Tips for Better Results when Shooting in Low Light Conditions

Shooting in low light conditions can result in beautiful photographs. But it also presents plenty of technical challenges for you as a photographer to overcome.

The main issues with doing low light photography are:

  • You may not be able to use a shutter speed fast enough to hand hold your camera without creating camera shake.
  • If you use a high ISO, your photos can be very noisy.
  • Shooting at a wider aperture might not give you the depth-of-field you need to get enough of the subject in focus.
  • Your pictures can be underexposed and lack shadow detail.
  • It may be difficult for your lens to focus in low light.

Working with a tripod can greatly reduce some of these technical difficulties, but what about situations where shooting handheld is usually a necessity, like street photography? Or in places where a tripod may be prohibited, like a restaurant or museum?

There are ways to take control of your camera to ensure you get the most out of these challenging situations.

1. Use a Prime Lens

There is no denying that zoom lenses are convenient, but choosing a prime over a zoom lens can ensure that your images will be that much sharper.

Zoom lenses are constructed with extra glass elements that move in order to zoom. More elements within the lens contribute to lens diffraction, a phenomenon of optical physics that degrades the quality of an image. Lens diffraction is why a generic prime lens can often be sharper than a much pricier zoom counterpart.

2. Use Shutter Priority

We’re taught that the best way to get great photos is to always shoot in Manual Mode, but sometimes this isn’t the case. In low light photography, shooting in shutter priority mode will help you take better control of your camera.

Shutter Priority mode lets you set the ISO and shutter speed, while the camera will calculate the best aperture for the lighting conditions in which you’re working.

The shutter speed needs to be fast enough to prevent camera shake. Your settings will vary, depending on your focal length and the size of your camera’s sensor. A good approach is to start with the same number (as a fraction) as your focal length for a full frame camera, and then add a stop (double it).

For example, if you are shooting with a 50mm on a full frame camera, try 1/100th of a second and check your results. For a cropped sensor, double your focal length number and add a stop (so 50mm x 2 = 100 x 2 = 200 so 1/200th).

Keep in mind that this is only a guideline. It’s to be used as a quick baseline from which to start. Your camera, the lens you’re using, and the environment you’re shooting in are all factors that will influence your end result.

3. Use a High ISO

Your images can be very noisy at a high ISO. Some cameras handle high ISO settings better than others, but the vast majority of DSLRs (and mirrorless cameras) these days have good ISO capabilities.

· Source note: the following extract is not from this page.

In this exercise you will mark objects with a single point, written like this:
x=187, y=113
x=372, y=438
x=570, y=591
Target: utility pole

At least good enough to give you a decent base file for post-processing.

Lightroom and Photoshop can fix noise effectively, but the best results can be had with a program called Dfine from DxO’s Nik Collection. (Note: Once available for free, this plug-in can now be purchased with the entire Nik Collection from DxO).

The software measures select areas of your image for noise and adjusts it automatically. You can also take control and selectively increase and decrease noise reduction intensity and type in different parts of the image.

Before beginning to shoot in low light, I recommend doing an ISO test to determine how far you can push it with your camera. Run a few images through your post-processing program of choice and analyze the results. If you need to do a lot of noise reduction, your images might end up looking too plastic.

4. Use Back Button Focus

Many of us rely on autofocus these days, especially if we have less than 20/20 vision. Both autofocus and manual focus have their pros and cons.

For example, when using autofocus, it’s very easy for the camera to miss focus at wider apertures. Also, when a scene lacks contrast, which is often the case in low lighting scenarios, the lens may struggle to find focus. You can remedy this by focusing on the edge of a brighter spot in your frame and then recomposing.

Low Light Portraits

If you need to shoot portraits in low light without a tripod, try image stabilization if your lens offers this technology. Image stabilization counteracts any minor vibration due to shaky hands.

An image stabilizer can help you shoot at a slower shutter speed that you ordinarily would with a lens that doesn’t have this function.

When shooting portraits, shoot at the lowest (widest) aperture possible. It will give you a narrower depth of field, which will help you blur out a busy background by letting it fall out of focus. If possible, use a reflector to bounce some light onto your subject’s face.